Kode Etik Jurnalistik

 Kode etik jurnalistik dirumuskan oleh Persatuan Wartawan Indonesia (PWI) dan Aliansi Jurnalis Independen (AJI) melalui Kode Etik Wartawan Indonesia (KEWI).


Penyusunan dilaksanakan mulai tanggal 1 September 1999 yang awalnya dibuat oleh 26 organisasi wartawan di Bandung. Pada tanggal 14 Maret 2006, kode etik jurnalistik disempurnakan kembali oleh 29 organisasi wartawan di Jakarta dan termuat dalam lampiran SK Dewan Pers No. 03/SK-DP/III 2006 tentang kode etik jurnalistik tanggal 24 Maret 2006 (Yunus, 2012). 

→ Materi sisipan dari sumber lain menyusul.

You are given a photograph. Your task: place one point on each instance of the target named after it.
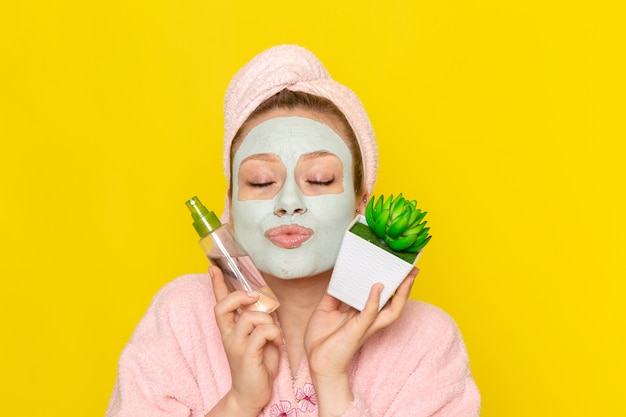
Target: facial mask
(325, 217)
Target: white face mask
(293, 196)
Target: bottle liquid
(218, 244)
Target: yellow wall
(500, 117)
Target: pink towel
(294, 68)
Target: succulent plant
(398, 222)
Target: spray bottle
(218, 243)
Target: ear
(361, 203)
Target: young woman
(301, 159)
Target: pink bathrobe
(175, 365)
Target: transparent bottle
(218, 243)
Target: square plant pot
(361, 264)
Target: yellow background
(502, 118)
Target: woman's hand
(251, 340)
(334, 334)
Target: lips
(289, 236)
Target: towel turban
(294, 68)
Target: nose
(289, 200)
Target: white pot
(361, 264)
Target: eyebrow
(316, 154)
(270, 157)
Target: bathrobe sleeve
(417, 367)
(166, 362)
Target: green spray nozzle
(204, 221)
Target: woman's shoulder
(184, 294)
(422, 326)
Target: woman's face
(293, 194)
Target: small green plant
(398, 223)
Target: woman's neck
(298, 299)
(299, 295)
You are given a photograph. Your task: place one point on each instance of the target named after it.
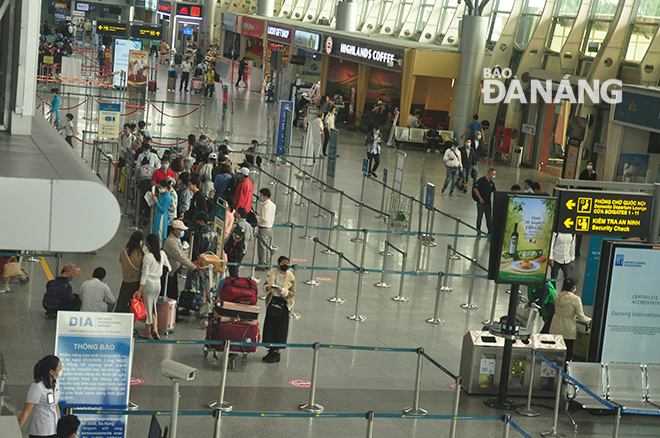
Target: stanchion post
(370, 424)
(311, 406)
(470, 305)
(356, 316)
(553, 433)
(382, 283)
(444, 287)
(400, 298)
(492, 306)
(336, 298)
(221, 405)
(341, 205)
(528, 411)
(438, 288)
(457, 397)
(328, 251)
(415, 409)
(454, 255)
(312, 281)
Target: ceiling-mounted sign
(165, 8)
(146, 32)
(280, 34)
(307, 40)
(604, 213)
(253, 27)
(110, 28)
(190, 11)
(365, 52)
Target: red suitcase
(166, 309)
(239, 290)
(238, 331)
(236, 311)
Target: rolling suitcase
(236, 311)
(237, 331)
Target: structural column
(473, 49)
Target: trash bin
(553, 348)
(481, 364)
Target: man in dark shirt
(481, 193)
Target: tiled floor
(348, 381)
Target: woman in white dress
(152, 270)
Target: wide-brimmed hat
(70, 270)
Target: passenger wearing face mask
(130, 259)
(43, 399)
(59, 293)
(265, 220)
(454, 165)
(280, 288)
(162, 204)
(163, 172)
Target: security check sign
(604, 213)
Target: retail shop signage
(190, 11)
(281, 34)
(542, 90)
(96, 352)
(146, 32)
(604, 213)
(110, 28)
(378, 55)
(638, 110)
(253, 27)
(307, 40)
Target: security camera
(176, 370)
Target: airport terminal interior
(348, 380)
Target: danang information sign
(604, 213)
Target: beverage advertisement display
(526, 240)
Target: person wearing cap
(163, 172)
(206, 175)
(95, 295)
(244, 191)
(67, 426)
(59, 293)
(174, 251)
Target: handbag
(12, 269)
(137, 309)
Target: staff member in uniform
(43, 398)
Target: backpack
(235, 245)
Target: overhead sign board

Kode etik jurnalistik berisi mengenai kemerdekaan pers dan pemenuhan hak publik untuk informasi yang benar. Wartawan Indonesia perlu menaati pasal-pasal yang termuat dalam sebelas pasal Kode Etik Jurnalistik (KEJ). 


Pasal 1 Wartawan Indonesia bersikap independen, menghasilkan berita yang akurat, berimbang, dan tidak beritikad buruk. Pasal.


 2 Wartawan Indonesia menempuh cara-cara yang profesional dalam melaksanakan tugas jurnalistik.


 Pasal 3 Wartawan Indonesia selalu menguji informasi, memberitakan secara berimbang, tidak mencampurkan fakta dan opini yang menghakimi, serta menerapkan asas praduga tak bersalah.


 Pasal 4 Wartawan Indonesia tidak membuat berita bohong, fitnah, sadis, dan cabul. 


Pasal 5 Wartawan Indonesia tidak menyebutkan dan menyiarkan identitas korban kejahatan susila dan tidak menyebutkan identitas anak yang menjadi pelaku kejahatan.


 Pasal 6 Wartawan Indonesia tidak menyalahgunakan profesi dan tidak menerima suap. 


Pasal 7 Wartawan Indonesia memiliki hak tolak untuk melindungi narasumber yang tidak bersedia diketahui identitas maupun keberadaannya, menghargai ketentuan embargo, informasi latar belakang, dan off the record sesuai dengan kesepakatan.

 Pasal 8 Wartawan Indonesia tidak menulis atau menyiarkan berita berdasarkan prasangka atau diskriminasi terhadap seseorang atas dasar perbedaan suku, ras, warna kulit, agama, jenis kelamin, dan bahasa serta tidak merendahkan martabat orang lemah, miskin, sakit, cacat jiwa atau cacat jasmani. 


Pasal 9 Wartawan Indonesia menghormati hak narasumber tentang kehidupan pribadinya, kecuali untuk kepentingan publik.


 Pasal 10 Wartawan Indonesia segera mencabut, meralat, dan memperbaiki berita yang keliru dan tidak akurat disertai dengan permintaan maaf kepada pembaca, pendengar, dan atau pemirsa.


 Pasal 11 Wartawan Indonesia melayani hak jawab dan hak koreksi secara proporsional.